A MAD Caver coming out of Hinatuan Cave

Cave diving

is a type of technical diving in which specialized equipment is used to enable the exploration of caves which are at least partially filled with water. In the United Kingdom it is an extension of the more common sport of caving, and in the United States an extension of the more common sport of SCUBA diving. Compared to caving and SCUBA diving, there are relatively few practitioners of cave diving. This is due in part to the specialized equipment (such as rebreathers, diver propulsion vehicles and dry suits) and skill sets required, and in part because of the high potential risks, including decompression sickness and drowning.

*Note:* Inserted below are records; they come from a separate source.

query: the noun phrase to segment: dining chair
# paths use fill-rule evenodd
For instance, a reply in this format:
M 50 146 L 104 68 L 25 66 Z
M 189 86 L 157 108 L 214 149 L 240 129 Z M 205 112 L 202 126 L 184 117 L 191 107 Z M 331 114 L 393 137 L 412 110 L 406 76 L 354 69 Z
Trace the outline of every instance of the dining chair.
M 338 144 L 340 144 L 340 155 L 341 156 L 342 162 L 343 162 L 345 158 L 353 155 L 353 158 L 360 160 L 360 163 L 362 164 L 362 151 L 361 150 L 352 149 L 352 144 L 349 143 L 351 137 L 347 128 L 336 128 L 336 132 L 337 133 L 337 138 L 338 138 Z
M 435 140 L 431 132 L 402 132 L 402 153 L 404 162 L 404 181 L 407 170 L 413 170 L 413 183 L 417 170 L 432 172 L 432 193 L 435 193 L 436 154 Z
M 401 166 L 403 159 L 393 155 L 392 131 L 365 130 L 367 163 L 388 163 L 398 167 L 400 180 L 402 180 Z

Despite these risks, water-filled caves attract SCUBA divers, cavers, and speleologists due to their often unexplored nature, and present divers with a technical diving challenge. Caves often have a wide range of unique physical features (such as stalactites, stalagmites and otherspeleothems), and can contain unique fauna (including trogloxenes, troglophiles and troglobites) not found elsewhere.

Hazards

Cave diving is one of the most challenging and potentially dangerous kinds of diving or caving and presents many hazards. Cave diving is a form of penetration diving, meaning that in an emergency a diver cannot swim vertically to the surface due to the cave’s ceilings, and so must swim horizontally or diagonally to escape. The underwater navigation through the cave system may be difficult and exit routes may be at considerable distance, requiring the diver to have sufficient breathing gas to make the journey. The dive may also be deep, resulting in potential deep diving risks.

Visibility can vary from nearly unlimited to low, or non-existent, and can go from one extreme to the other in a single dive. While a less-intensive kind of diving called cavern diving does not take divers beyond the reach of natural light, true cave diving can involve penetrations of many thousands of feet, well beyond the reach of sunlight. The level of darkness experienced creates an environment impossible to see in without an artificial form of light. Caves often contain sand, mud, clay, silt, or other sediment that can further reduce underwater visibility in seconds when stirred up.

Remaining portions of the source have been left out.